Cada paso que daban los sumía más en la desesperanza, los niños pensaban que jamás saldrían de ahí, pero sus padres los reconfortaban diciéndoles que algún guía debía recorrer siempre el laberinto en caso de que alguien se perdiera. También, al ver que no han salido, se preocuparían y vendrían a buscarlos.
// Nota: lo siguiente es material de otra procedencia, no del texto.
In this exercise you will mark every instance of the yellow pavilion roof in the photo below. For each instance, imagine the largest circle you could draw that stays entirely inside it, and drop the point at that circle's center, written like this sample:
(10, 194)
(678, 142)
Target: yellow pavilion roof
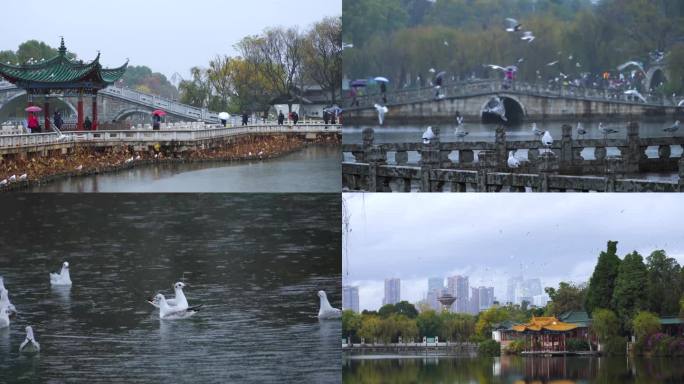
(548, 323)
Sin embargo, estas palabras ya no las repetían con tanta seguridad, pues ellos mismos comenzaban a dudar al respecto. Pasado un rato, lo mejor que decidieron hacer fue detenerse para descansar.
Estaban sentados en el suelo hojoso de la selva, cuando las plantas a su alrededor comenzaron a crecer a un ritmo acelerado, tanto, que no sólo podía verse a simple vista, sino que, al poco tiempo, ellos mismos quedaron encerrados y atrapados entre las raíces, ramas y hojas, que, conforme se iban estructurando, emitían rayos de luz blanca que iluminaban el suelo, elevando toda la estructura por encima del selva y volando hacia el cielo, para perderse en lo profundo del espacio.